Il s'agit d'un être vivant, aquatique ou terrestre (animal, mollusque...) où s'accomplit obligatoirement une phase du cycle de l'agent pathogène. Il n'y a pas d'hôte intermédiaire pour les bactéries et les virus, en revanche, pour certains parasites il en existe un :

  • mollusque : bilharzies ;
  • cyclops : ver de Guinée ;
  • boeuf, porc : taenia.

L'existence d'un hôte intermédiaire provoque une phase de latence.
La lutte contre les hôtes intermédiaires peut faire disparaître une maladie.

4. La survie dans l'environnement et la multiplication éventuelle hors de l'organisme humain

La survie dans l'environnement et en particulier dans l'eau est un facteur important pour la santé publique car plus la survie est longue, plus le risque de transmission est prolongé. Cette survie est de l'ordre de sept jours à trois mois pour les bactéries, elle est difficile à préciser pour les virus, elle est souvent longue pour les parasites. Cette survie est influencée par la présence d'un milieu favorable où peut également s'effectuer une multiplication de l'agent infectieux. Celle-ci est assez rare, elle se produit essentiellement pour certaines bactéries : E. coli, salmonelles, campylobacter... et pour quelques parasites : anguillules.

5. L'existence d'un réservoir animal pour les pathogènes non strictement humains

Ce réservoir permet une survie de l'agent infectieux, même en l'absence de cas humains.

Pour les maladies liées à l'eau, les virus n'ont pas de réservoir animal sauf pour les arborivirus (singe pour la fièvre jaune), les bactéries en possèdent parfois (yersinia, salmonelles non typhiques), les parasites plus ou moins souvent (douve, giardia).

6. L'acquisition d'une immunité

Celle-ci apparaît généralement après un premier contact avec l'agent infectieux. L'immunité peut être locale (digestive) et/ou générale.

Cette immunité est très variable selon les agents infectieux, souvent solide et définitive pour les virus, parfois efficace pour les bactéries mais il existe des sous-types bactériens différents avec peu d'immunité croisée. Enfin pour les parasites, cette immunité n'est souvent que partielle et elle doit être régulièrement réactivée.

III. Conclusion

Les maladies liées à l'eau sont très diverses et parfois reliées directement à l'eau par l'intermédiaire d'un vecteur ou d'un hôte intermédiaire. De nombreux facteurs interviennent dans la survenue de ces maladies. L'homme interfère également par ses tentatives de développement économique.
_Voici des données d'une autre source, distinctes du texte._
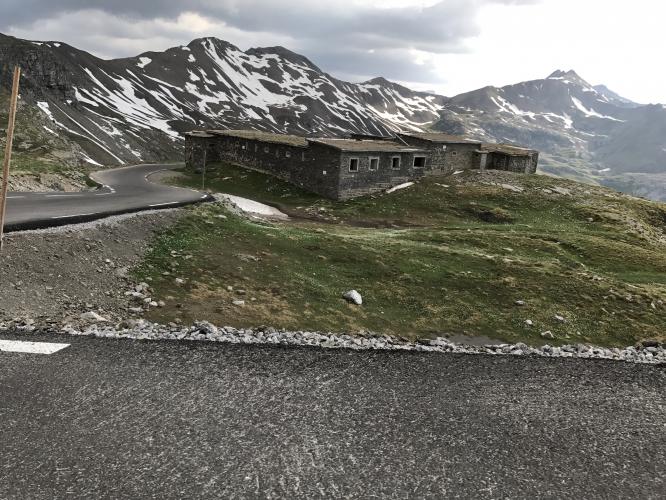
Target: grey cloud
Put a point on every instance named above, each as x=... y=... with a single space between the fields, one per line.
x=344 y=38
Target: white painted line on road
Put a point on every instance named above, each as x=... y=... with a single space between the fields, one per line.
x=30 y=347
x=163 y=204
x=74 y=215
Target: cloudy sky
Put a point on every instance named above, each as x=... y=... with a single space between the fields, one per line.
x=449 y=46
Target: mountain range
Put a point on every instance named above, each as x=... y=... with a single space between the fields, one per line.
x=130 y=110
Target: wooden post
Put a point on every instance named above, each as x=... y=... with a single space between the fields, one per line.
x=203 y=173
x=8 y=151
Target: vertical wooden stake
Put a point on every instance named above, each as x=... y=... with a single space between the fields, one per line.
x=8 y=151
x=203 y=173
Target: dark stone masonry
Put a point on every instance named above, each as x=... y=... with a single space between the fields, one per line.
x=346 y=168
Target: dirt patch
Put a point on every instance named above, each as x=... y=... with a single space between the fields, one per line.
x=56 y=275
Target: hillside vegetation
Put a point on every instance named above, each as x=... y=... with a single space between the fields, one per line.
x=42 y=159
x=477 y=254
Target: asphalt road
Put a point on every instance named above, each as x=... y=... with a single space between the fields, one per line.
x=133 y=419
x=126 y=189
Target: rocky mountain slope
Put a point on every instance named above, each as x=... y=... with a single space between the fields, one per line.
x=135 y=109
x=585 y=132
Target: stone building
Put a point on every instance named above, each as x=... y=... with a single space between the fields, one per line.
x=361 y=164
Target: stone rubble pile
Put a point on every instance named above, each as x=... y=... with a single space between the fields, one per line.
x=139 y=329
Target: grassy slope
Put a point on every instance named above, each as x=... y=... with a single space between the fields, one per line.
x=428 y=260
x=36 y=150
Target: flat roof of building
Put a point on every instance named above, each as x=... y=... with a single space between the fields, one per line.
x=508 y=149
x=362 y=146
x=256 y=135
x=440 y=137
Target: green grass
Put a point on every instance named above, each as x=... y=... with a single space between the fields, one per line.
x=428 y=260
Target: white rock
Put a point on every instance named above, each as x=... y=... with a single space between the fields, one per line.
x=353 y=297
x=93 y=317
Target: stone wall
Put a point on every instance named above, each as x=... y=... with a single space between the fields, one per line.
x=367 y=181
x=446 y=158
x=324 y=169
x=315 y=168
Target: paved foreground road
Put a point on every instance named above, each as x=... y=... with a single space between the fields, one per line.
x=124 y=419
x=126 y=189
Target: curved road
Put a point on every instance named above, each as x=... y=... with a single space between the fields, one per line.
x=125 y=190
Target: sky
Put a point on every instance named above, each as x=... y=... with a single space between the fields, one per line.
x=446 y=46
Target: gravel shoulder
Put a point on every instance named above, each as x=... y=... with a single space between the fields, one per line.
x=53 y=276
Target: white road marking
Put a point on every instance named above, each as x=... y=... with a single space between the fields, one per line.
x=74 y=215
x=30 y=347
x=163 y=204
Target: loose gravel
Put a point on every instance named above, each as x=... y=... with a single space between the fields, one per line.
x=139 y=329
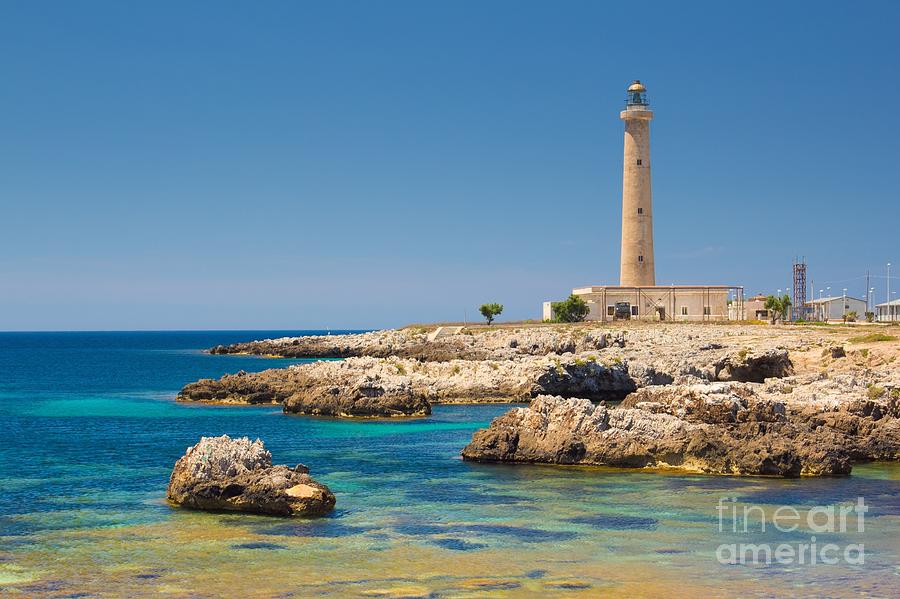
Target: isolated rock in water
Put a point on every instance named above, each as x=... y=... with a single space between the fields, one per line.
x=344 y=389
x=752 y=366
x=574 y=431
x=220 y=473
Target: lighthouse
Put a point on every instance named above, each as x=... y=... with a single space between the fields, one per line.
x=637 y=267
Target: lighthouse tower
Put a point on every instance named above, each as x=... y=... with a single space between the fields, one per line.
x=637 y=267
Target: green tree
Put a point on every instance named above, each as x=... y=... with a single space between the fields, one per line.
x=574 y=309
x=778 y=307
x=490 y=311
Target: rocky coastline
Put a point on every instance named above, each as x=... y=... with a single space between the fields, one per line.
x=723 y=399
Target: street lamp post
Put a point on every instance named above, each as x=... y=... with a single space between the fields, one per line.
x=844 y=304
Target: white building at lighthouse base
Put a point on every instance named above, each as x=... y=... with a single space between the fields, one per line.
x=673 y=303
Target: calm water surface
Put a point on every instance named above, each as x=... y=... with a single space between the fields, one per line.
x=91 y=431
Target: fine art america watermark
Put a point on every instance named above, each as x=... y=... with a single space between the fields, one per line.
x=742 y=519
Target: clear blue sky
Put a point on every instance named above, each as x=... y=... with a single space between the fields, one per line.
x=363 y=164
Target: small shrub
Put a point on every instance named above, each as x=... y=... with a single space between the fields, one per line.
x=872 y=338
x=573 y=309
x=875 y=392
x=490 y=311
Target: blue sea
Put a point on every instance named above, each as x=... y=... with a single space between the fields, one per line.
x=91 y=430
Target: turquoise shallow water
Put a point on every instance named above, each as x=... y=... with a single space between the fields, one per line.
x=91 y=432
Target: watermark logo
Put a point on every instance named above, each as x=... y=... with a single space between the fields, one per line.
x=745 y=519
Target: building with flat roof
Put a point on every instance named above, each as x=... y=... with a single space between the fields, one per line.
x=835 y=308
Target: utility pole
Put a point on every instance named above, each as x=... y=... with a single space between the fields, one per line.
x=867 y=291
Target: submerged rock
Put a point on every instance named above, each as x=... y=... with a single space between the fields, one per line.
x=220 y=473
x=574 y=431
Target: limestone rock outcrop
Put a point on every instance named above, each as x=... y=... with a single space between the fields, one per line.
x=220 y=473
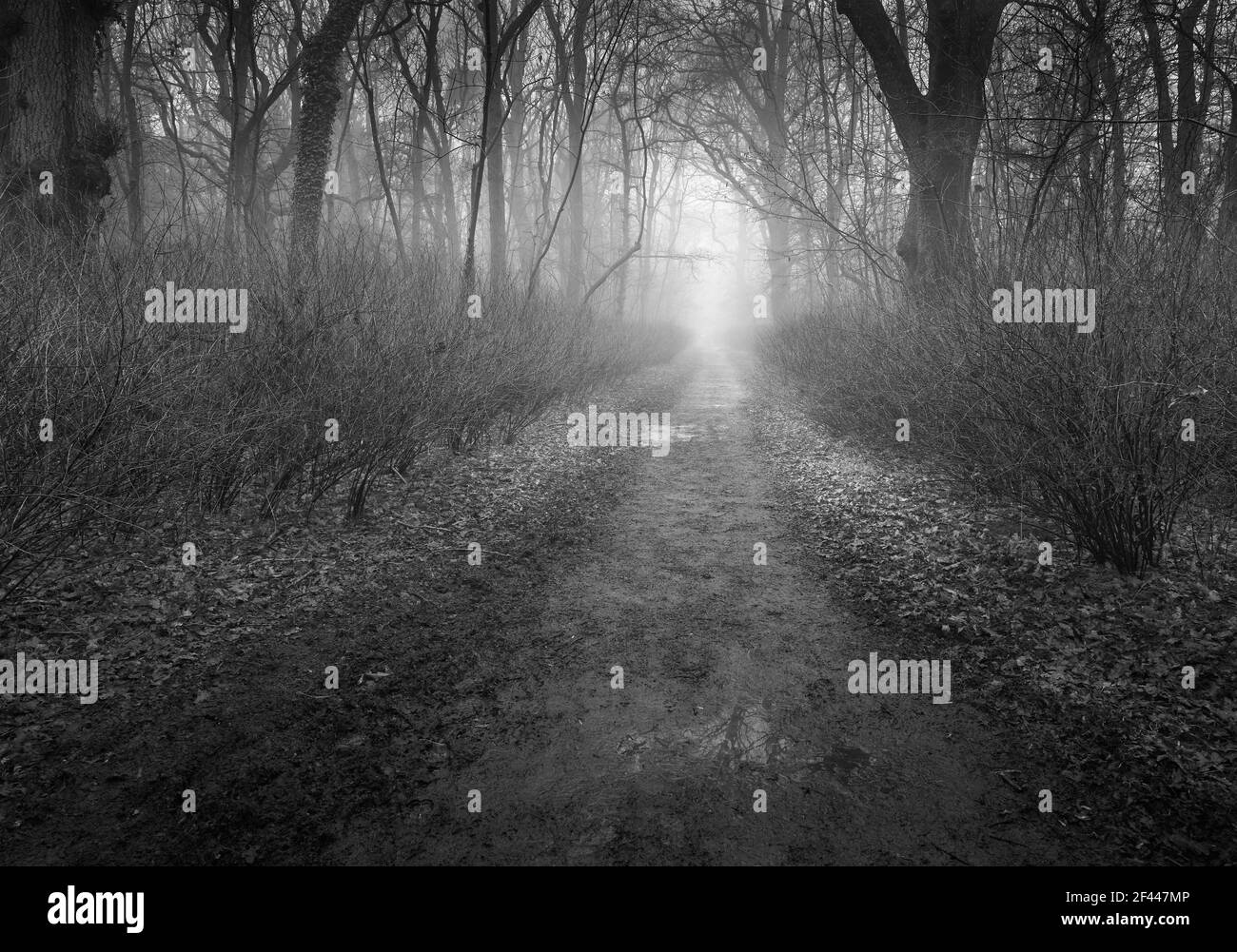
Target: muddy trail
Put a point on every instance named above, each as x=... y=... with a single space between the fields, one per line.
x=494 y=687
x=734 y=681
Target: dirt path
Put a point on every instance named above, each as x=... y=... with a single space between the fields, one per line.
x=735 y=681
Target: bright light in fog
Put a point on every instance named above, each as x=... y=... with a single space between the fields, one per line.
x=709 y=234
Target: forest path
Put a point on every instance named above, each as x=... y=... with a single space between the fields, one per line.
x=735 y=681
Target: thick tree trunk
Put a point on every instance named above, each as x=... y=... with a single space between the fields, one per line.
x=321 y=95
x=48 y=119
x=939 y=130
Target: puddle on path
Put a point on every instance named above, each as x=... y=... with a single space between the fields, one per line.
x=741 y=736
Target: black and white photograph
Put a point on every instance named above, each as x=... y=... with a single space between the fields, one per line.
x=618 y=433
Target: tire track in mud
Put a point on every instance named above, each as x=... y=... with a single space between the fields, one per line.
x=735 y=681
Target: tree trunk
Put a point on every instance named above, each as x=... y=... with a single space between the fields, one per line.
x=320 y=77
x=939 y=130
x=48 y=119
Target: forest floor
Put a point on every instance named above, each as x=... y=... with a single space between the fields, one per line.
x=493 y=683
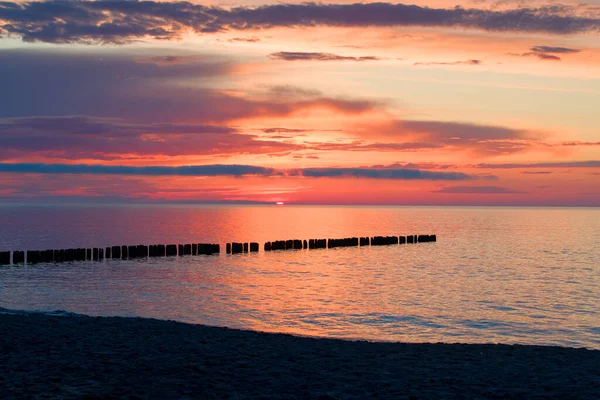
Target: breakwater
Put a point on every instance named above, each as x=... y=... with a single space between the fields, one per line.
x=19 y=257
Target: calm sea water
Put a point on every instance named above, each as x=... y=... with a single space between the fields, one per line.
x=510 y=275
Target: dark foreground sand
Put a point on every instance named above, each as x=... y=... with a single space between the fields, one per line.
x=45 y=356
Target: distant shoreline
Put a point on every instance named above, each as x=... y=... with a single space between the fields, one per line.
x=115 y=357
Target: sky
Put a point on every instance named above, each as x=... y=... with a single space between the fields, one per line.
x=432 y=102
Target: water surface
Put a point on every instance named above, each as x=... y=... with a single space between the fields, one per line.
x=510 y=275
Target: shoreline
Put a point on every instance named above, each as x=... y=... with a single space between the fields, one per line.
x=74 y=356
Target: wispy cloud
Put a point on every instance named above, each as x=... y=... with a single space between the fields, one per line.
x=232 y=170
x=477 y=190
x=121 y=21
x=563 y=164
x=467 y=62
x=554 y=50
x=190 y=170
x=385 y=173
x=302 y=56
x=547 y=52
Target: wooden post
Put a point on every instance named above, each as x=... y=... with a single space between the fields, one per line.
x=5 y=258
x=18 y=257
x=171 y=250
x=236 y=248
x=132 y=252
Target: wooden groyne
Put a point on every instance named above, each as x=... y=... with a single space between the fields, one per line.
x=141 y=251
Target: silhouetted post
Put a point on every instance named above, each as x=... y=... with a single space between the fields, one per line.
x=171 y=250
x=132 y=252
x=32 y=257
x=43 y=257
x=236 y=248
x=142 y=250
x=18 y=257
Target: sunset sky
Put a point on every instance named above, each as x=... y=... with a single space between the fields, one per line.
x=468 y=102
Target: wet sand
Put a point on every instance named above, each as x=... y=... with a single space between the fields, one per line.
x=45 y=356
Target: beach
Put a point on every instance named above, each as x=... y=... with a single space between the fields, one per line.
x=46 y=356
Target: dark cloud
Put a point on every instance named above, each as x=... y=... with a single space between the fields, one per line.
x=231 y=170
x=387 y=173
x=191 y=170
x=284 y=130
x=547 y=52
x=477 y=190
x=565 y=164
x=482 y=139
x=573 y=144
x=468 y=62
x=302 y=56
x=554 y=50
x=245 y=40
x=111 y=138
x=363 y=146
x=121 y=21
x=119 y=85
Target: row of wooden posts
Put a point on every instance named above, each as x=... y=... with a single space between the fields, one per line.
x=170 y=250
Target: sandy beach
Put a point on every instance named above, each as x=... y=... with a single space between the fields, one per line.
x=46 y=356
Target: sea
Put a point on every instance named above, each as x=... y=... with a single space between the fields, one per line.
x=495 y=275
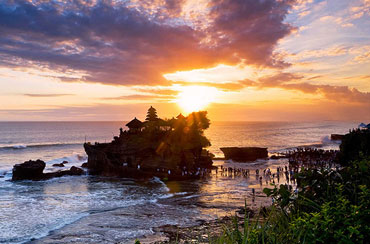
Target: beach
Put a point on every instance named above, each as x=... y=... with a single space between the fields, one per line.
x=91 y=209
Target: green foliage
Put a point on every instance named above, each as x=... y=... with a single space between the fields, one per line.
x=355 y=145
x=151 y=114
x=331 y=206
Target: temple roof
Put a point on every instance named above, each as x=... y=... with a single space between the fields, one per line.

La construction d'un barrage, la mise en culture de nouvelles terres par défrichage, l'irrigation, l'urbanisation incontrôlée bouleversent des équilibres précaires et peuvent entraîner des

conséquences néfastes sur l'état sanitaire, en particulier en augmentant la fréquence des maladies liées à l'eau. Un barrage va créer un lac qui constitue un gîte pour les moustiques et pour les mollusque aquatiques, hôtes intermédiaires des douves et bilharzies. Ainsi la fréquence du paludisme, de la bilharziose augmente rapidement. Ceci est d'autant plus grave qu'il existe une concentration humaine importante autour de ces étendues d'eau. L'irrigation pose les mêmes problèmes. Le fleuve en aval du barrage présente souvent un courant rapide qui est un gîte favorable aux simulies, vecteurs de l'onchocercose. L'apparition de bidonvilles ou de zones d'urbanisation incontrôlée dans la périphérie des villes dépourvues de conditions sanitaires satisfaisantes (eau potable, traitement des eaux usées) provoque une augmentation des maladies liées à l'eau, en particulier des diarrhées (amibiase).

Le besoin vital en eau est associé à un ensemble de dangers variés qui doivent être connus pour être mieux contrôlés.